Wednesday, March 4, 2009

Foreclosure prevention, or foreclosure delay?

The New York Times reports details of the Obama administration foreclosure prevention initiative today, and it looks like it is only delaying the inevitable. The plan pays lenders a flat fee to reduce loan interest rates to no more than 38 percent of a family’s gross monthly income. Then the government pays the actual cost of reducing the interest rate further to 31 percent of the gross monthly income. This rate would remain for five years, then will rise one percent a year until it is back to its original amount. Let's crunch some numbers, shall we?

According to the National Associate of Realtors (NAR), the average home price in the US as of February 4th is $213,100. According to the census bureau, the average family income in 2007 was $50,233. While figures are not yet available for the current average, we would have to assume it is lower, given layoffs and wage reductions that are so common right now. Let's be conservative and call the average $45,000. Let us further assume that the family has one of those "bad" mortgages that started with low payments but quickly increased them to, 8%. That would be a monthly mortgage payment of $1,562.92 or $18,755.04 per year. This mortgage payment represents 41% of the family's gross income.

Under the Obama plan, the family's mortgage payment would be reduced to $1,162.5, roughly 5.15% interest. That rate will remain in effect for five years, then rise 1% until it is back to 8%, just under eight years total. By then the family will be back in the same boat.

Obviously, the plan hopes that inflation will cause salaries to rise so that the restored mortgage payment will by then be only 31% of gross family income. In order for that to happen, the family income has to be $60,500 by 2017. That is a 34.4% increase in family income over eight years.

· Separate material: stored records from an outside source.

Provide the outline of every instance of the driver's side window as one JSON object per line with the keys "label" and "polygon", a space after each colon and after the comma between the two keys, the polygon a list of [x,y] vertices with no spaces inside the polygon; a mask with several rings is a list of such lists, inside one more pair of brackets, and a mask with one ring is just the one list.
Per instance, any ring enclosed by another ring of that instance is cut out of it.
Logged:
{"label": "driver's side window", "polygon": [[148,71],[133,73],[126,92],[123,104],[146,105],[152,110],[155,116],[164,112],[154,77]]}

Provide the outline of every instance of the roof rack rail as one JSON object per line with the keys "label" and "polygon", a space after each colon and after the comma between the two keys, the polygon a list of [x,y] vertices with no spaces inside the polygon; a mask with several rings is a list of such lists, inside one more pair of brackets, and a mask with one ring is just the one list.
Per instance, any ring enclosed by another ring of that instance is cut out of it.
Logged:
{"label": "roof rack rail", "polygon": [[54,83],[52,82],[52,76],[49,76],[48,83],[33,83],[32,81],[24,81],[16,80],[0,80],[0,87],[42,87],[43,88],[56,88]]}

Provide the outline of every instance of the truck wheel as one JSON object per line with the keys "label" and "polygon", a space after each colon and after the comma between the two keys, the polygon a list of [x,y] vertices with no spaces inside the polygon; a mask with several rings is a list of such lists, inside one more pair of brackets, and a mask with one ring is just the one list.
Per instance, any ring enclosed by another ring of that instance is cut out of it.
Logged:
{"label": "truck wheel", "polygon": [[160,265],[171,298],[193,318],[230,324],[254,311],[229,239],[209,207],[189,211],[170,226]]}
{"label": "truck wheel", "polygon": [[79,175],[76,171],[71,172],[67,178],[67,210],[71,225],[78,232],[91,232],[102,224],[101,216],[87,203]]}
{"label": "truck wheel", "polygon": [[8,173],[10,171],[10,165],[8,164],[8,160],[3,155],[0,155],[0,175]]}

But according to inflationdata.com, the inflation rate in January was 0.03%. For the family to reach the magic 31% mark, inflation would have to increase substantially. If it does, inflation will not only raise wages, but also the cost of gas, food, clothing, etc. So the family's extra income will be at least partially eaten up by those increases, leaving less for the mortgage.

My question is...are we really solving the problem or just delaying it? Many of the families this plan is designed to help bought at the top of the real estate market. Now that home prices have fallen so drastically (17% in the last year alone, according to NAR), most homeowners who bought in the last several years owe much more than the home is worth. Home prices have fallen so drastically, and the economy is so sluggish, it appears likely that in eight years these rescued homeowners will still owe more than the home is worth. And unless they increase their income past inflation levels, they will again be paying too high a percentage of gross income for their mortgage.

One advantage of this plan is that it stops the bleeding now. Given our current situation, that is not a bad thing. But the plan will not "fix" the problem, as we will see after five years when those mortgage interest rates start to rise again. And those properties will continue to be a sword of Damocles hanging over the real estate market.